On RTE's The Frontline last Monday, I heard for the first time the word "suicidality". Until then, I had been under the impression that "being suicidal" was doing that particular job perfectly well, if not better than "suicidality". But no, somebody wanted to move the dial on that one.
Move the dial... that was recently heard at a press conference at Chelsea FC, reminding us that football itself has fallen to these forces and there may be no way back – not only did Arsene Wenger say "going forward", at Tottenham there is the technocrat Andre Villas-Boas, described by Barney Ronay in The Guardian as sounding like "a very intelligent robot reading segments from a personal improvement manual".

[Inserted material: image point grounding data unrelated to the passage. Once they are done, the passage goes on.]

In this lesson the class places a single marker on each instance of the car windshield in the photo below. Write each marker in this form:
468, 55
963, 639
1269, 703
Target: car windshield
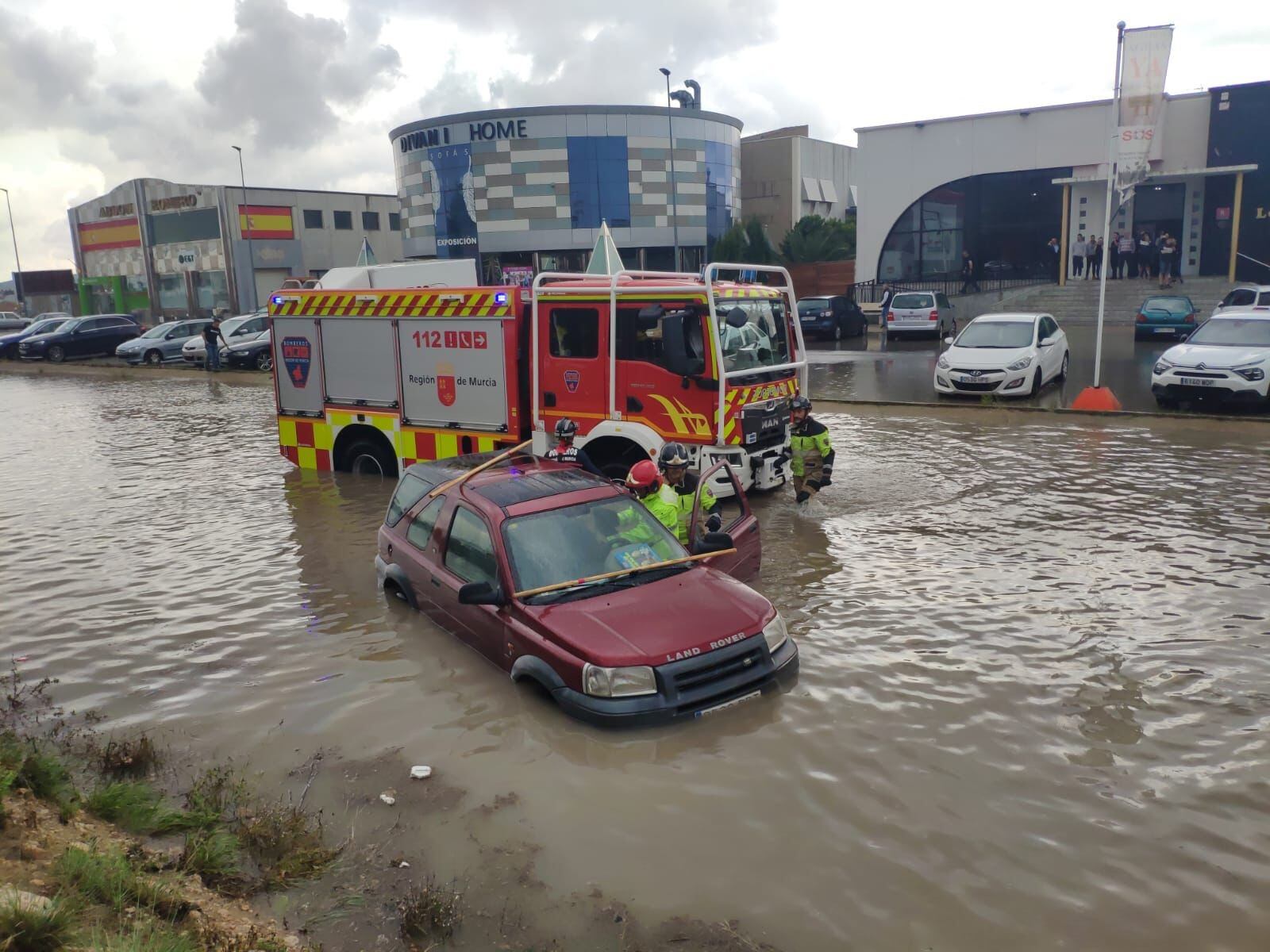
584, 539
1172, 305
761, 343
996, 334
1233, 332
912, 302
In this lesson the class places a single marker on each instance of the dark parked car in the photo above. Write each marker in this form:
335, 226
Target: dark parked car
254, 355
837, 317
560, 578
80, 336
10, 342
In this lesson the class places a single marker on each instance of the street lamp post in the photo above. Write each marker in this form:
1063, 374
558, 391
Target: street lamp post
251, 244
13, 232
675, 201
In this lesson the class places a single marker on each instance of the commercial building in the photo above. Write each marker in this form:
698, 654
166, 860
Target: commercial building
789, 175
167, 249
522, 190
1003, 184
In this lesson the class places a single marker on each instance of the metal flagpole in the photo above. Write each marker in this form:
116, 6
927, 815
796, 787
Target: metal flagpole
1106, 219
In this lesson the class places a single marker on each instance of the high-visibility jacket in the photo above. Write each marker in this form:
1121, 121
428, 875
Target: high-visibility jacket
683, 498
810, 451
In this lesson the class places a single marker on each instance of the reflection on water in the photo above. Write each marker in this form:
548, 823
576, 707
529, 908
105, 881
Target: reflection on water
1032, 710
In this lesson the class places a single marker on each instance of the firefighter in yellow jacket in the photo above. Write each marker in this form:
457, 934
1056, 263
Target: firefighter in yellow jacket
810, 451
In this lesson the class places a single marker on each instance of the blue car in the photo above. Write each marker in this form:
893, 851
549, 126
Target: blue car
1166, 317
160, 343
10, 342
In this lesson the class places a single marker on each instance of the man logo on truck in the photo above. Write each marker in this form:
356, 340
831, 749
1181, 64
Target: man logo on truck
296, 355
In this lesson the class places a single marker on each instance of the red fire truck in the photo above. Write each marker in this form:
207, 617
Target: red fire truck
374, 380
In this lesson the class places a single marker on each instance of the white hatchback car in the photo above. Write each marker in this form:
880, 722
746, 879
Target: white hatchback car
1227, 357
1007, 355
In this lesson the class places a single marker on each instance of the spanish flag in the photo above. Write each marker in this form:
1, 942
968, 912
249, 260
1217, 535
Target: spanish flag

Villas-Boas says he wants to "incentivate choice making". This would be a mutation of "incentivise", the corporate word for the practice whereby people who are already grotesquely overpaid are paid more. Which is where all this is leading eventually.
They know what they're doing, with their bullshit, establishing that distance between the executive "talent" on the stage, and the multitudes – that would be all of us, sitting out there in the dark.